US 12,094,579 B2
Machine-learning method and apparatus to isolate chemical signatures
Gerrad Jones, Corvallis, OR (US)
Assigned to Oregon State University, Corvallis, OR (US)
Filed by Oregon State University, Corvallis, OR (US)
Filed on Mar. 29, 2021, as Appl. No. 17/216,401.
Claims priority of provisional application 63/005,090, filed on Apr. 3, 2020.
Prior Publication US 2021/0313016 A1, Oct. 7, 2021
Int. Cl. G16C 20/70 (2019.01); G01N 33/18 (2006.01); G01N 33/49 (2006.01); H01J 49/00 (2006.01)

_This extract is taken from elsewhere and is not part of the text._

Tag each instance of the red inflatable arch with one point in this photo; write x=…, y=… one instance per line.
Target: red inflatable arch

CPC G16C 20/70 (2019.02) [G01N 33/18 (2013.01); G01N 33/49 (2013.01); H01J 49/0036 (2013.01)] 13 Claims
OG exemplary drawing
 
1. A method for distinguishing a presence or absence of an individual chemical source of at least two chemical sources, the method comprising:
receiving a plurality of samples from the at least two chemical sources, wherein an individual sample of the plurality of samples is associated with one or more predictor variables representing a chemical characteristic associated with a chemical source, from the at least two chemical sources, from which the individual sample was taken;
analyzing the plurality of samples with a mass spectrometer to obtain a plurality of mass spectral data sets for each chemical source of the at least two chemical sources;
storing the plurality of mass spectral data sets on a machine-readable storage medium;
reading the plurality of mass spectral data sets by one or more processors; and
executing a set of machine-readable instructions by the one or more processors to perform:
binning a mass spectral data set for each individual chemical source of the at least two chemical sources into an individual bin to generate a binned source, wherein the binned source corresponds to an individual category of the at least two chemical sources;
converting the individual bin into a binary variable comprising 1s and Os for the individual chemical source, wherein 1s represent one or more samples from a chemical source of interest and Os represent other chemical sources from the at least two chemical sources;
selecting, based on a specification of a spectral signature derived from the mass spectral data set associated with the individual category, one or more representative sample sites;
analyzing the binned source by applying a supervised classification process in which a machine-learning classifier is trained on the one or more representative sample sites to differentiate between first one or more samples of the chemical source of interest and second one or more samples of the other chemical sources from the at least two chemical sources based on an associated chemical composition;
generating a set of coefficients for an individual predictor variable that evaluates a relevance of the individual predictor variable based on an ability to discriminate the spectral signature of the first one or more samples from the second one or more samples by applying the spectral signature of the one or more representative sample sites;
averaging and sorting coefficients of the set of coefficients for the individual predictor variable associated for the individual chemical source;
selecting chemicals with highest negative and positive coefficients from the sorted coefficients for the individual chemical source; and
generating an output, based on the sorted coefficients for the individual chemical source, indicative of a subset of chemical features that predicts the individual chemical source.